After his years’ long absence, he starts killing again in order to have his last sacrifice ready when a rare triangular alignment of Mars, Jupiter, and Saturn will be visible with the naked eye. He is stopped from his final murder attempt by the police, but witness cameras captured some strange cosmic event starting to unfold as the final victim is about to be immolated. I’m not a fan of this kind of movie but what really made it seem less authentic was the stitched together nature of this religion. It is never spelled out, it is true, but what is shown does not seem to add up to any coherent system. The movie does an effective job of creating a scary sociopathic killer, but it implies that the religion responsible is real. A religion of one, however, isn’t really a religion at all.
Again, critics seem to have liked this but I found the actions of the police inscrutable and the grotesque methods of torture and execution unequal to the task of suggesting how these might be connected into even a psychotic religious outlook.

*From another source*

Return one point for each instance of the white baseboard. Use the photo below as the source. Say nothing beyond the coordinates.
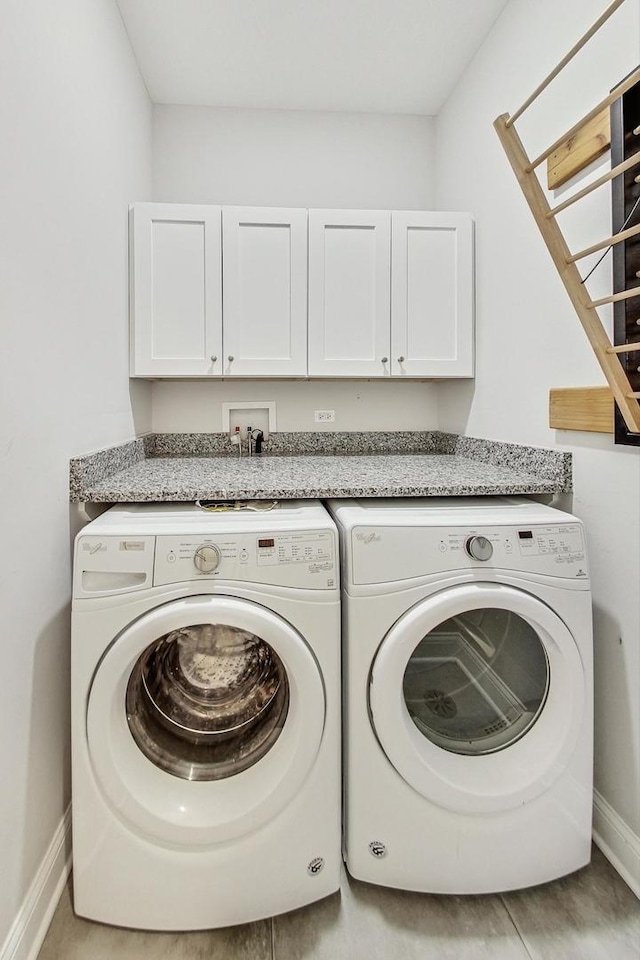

The only thing that seems to connect them is an occult symbol left behind at the crime scenes. The letters from the killer to the police are read only in part, and that by some kind of synth voice that’s probably meant to make them sound sinister. This kind of horror can work, but in general, creating new religions is not as easy as it looks. Lovecraftian isn’t a bad choice, but drawing the threads a little more closely together could’ve helped a lot.